Politicians challenged on disability

Preeti Mehra New Delhi | Updated on April 18, 2014

Political rhetoric has repeatedly implied that persons with disabilities are unable to discharge any responsibility

The matter does not end with Narendra Mod’s aide Amit Shah vowing not use “abusive or derogatory” language and the Election Commission lifting its ban on him holding public rallies. Rather, this is where it begins. Though in this case the colour of language was communal, can it be condoned if language bandied from the podium belittles a class, caste, gender, community or public entity?

Election 2014, a hot-headed battle for power among a list of parties, has been exceptionally virulent in its political rhetoric when it comes to attacks, jibes, and derogatory remarks.

The disability community, in particular, has come out strongly against the choice of metaphors that have been used which go all out to denigrate the abilities, functions and sensibilities of people with disabilities.
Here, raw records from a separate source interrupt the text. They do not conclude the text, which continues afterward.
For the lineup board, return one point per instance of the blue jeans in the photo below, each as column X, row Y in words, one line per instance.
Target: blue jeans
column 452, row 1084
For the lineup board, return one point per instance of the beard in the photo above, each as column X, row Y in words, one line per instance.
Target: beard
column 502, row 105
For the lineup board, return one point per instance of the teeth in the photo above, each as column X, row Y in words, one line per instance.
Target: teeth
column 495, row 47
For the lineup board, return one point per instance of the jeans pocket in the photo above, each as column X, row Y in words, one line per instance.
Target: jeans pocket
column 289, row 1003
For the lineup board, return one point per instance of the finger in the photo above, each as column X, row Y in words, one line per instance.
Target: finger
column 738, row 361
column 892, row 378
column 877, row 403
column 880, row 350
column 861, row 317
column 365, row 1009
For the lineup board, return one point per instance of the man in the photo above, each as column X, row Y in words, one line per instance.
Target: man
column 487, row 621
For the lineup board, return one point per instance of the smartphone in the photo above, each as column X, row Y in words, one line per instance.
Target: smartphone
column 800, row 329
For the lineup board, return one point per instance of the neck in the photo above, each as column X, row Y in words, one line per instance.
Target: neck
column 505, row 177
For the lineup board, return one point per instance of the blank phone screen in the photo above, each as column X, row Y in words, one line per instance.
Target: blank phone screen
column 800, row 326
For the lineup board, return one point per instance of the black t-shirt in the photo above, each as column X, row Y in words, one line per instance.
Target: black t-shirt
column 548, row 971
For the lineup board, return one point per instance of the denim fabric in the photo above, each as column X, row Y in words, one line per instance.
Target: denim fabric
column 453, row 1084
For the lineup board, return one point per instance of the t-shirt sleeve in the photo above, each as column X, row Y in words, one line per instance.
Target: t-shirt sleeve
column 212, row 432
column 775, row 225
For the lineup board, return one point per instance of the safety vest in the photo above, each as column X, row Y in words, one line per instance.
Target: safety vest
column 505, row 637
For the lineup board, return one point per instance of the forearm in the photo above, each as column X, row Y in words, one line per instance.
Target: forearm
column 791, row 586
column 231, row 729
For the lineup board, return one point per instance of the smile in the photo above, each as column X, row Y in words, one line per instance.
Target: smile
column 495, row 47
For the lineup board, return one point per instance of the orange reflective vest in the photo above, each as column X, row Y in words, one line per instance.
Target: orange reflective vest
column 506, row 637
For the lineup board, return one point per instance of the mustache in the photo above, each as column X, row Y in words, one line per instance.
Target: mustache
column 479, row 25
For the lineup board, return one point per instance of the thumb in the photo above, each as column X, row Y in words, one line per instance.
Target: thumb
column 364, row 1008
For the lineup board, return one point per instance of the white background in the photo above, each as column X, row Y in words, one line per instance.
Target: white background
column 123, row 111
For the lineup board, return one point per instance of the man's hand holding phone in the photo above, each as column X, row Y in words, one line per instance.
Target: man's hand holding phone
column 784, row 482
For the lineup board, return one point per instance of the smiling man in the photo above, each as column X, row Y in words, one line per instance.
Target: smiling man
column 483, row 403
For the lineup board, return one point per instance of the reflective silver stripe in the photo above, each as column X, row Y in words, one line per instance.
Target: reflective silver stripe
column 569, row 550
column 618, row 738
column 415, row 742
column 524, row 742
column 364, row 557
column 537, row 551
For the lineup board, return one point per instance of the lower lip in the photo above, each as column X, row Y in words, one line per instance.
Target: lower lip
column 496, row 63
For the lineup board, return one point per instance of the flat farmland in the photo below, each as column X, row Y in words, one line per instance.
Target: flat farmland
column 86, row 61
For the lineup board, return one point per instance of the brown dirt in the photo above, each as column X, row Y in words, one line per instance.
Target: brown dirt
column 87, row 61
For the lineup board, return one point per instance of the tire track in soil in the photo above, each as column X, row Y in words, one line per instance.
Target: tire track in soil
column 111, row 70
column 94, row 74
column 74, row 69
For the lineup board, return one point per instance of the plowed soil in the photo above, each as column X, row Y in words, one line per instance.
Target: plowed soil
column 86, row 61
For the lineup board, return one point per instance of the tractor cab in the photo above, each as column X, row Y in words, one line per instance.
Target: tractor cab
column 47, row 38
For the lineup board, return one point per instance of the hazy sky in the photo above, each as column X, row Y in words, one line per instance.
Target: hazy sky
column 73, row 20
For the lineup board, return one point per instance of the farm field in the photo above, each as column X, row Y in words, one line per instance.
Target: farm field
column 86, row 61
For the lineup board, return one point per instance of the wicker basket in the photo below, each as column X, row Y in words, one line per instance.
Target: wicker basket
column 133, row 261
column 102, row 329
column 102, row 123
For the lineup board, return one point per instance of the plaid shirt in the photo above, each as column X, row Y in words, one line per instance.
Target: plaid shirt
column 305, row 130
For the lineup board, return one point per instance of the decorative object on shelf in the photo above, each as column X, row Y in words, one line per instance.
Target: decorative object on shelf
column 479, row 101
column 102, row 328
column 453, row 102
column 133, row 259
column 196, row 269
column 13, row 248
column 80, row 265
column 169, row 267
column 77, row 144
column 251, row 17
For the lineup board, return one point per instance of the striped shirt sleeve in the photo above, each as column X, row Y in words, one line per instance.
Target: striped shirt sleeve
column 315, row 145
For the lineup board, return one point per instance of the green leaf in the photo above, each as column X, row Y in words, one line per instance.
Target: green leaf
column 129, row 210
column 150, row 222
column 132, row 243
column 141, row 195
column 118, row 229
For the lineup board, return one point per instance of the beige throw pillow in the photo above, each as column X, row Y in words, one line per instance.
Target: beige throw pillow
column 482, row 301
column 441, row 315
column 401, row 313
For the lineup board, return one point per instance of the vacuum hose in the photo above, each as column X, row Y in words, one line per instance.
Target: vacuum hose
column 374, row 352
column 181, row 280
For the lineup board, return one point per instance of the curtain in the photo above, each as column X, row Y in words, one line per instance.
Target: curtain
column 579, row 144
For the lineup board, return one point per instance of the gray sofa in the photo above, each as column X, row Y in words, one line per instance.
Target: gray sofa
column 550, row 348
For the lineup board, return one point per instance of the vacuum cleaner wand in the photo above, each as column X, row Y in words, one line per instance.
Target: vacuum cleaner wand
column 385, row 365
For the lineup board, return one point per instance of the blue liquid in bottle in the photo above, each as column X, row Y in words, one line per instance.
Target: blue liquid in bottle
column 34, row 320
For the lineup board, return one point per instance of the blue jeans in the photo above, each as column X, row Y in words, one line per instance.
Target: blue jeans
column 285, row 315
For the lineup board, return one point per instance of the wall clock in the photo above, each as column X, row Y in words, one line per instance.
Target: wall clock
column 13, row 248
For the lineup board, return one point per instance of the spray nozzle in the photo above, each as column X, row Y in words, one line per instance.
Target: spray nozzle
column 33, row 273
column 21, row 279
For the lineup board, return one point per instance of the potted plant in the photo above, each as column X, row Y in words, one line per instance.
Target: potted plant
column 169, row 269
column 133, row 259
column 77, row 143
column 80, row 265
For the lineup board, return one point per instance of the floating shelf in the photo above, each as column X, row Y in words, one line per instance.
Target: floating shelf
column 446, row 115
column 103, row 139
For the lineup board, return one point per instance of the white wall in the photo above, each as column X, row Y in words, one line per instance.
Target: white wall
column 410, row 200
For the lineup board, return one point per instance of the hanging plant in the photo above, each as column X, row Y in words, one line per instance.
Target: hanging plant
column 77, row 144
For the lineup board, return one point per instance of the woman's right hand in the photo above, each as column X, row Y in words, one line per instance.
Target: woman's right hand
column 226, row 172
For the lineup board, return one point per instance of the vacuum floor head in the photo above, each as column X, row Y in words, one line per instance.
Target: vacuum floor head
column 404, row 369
“The country does not want a deaf and dumb, handicapped government,” the Prime Minister aspirant Narendra Modi has shouted from the dais more than once. In Jamshedpur during a rally it was heard loud and clear, while in Chennai recently, the translator who was a person with disability chose to use the term “weak government” instead in Tamil.

PA Sangma used almost the same imagery a few years ago as the BJP-backed candidate for the President’s office. “India should have a President who is not blind, dumb and deaf. India should have a thinking and a functional President,” he had said.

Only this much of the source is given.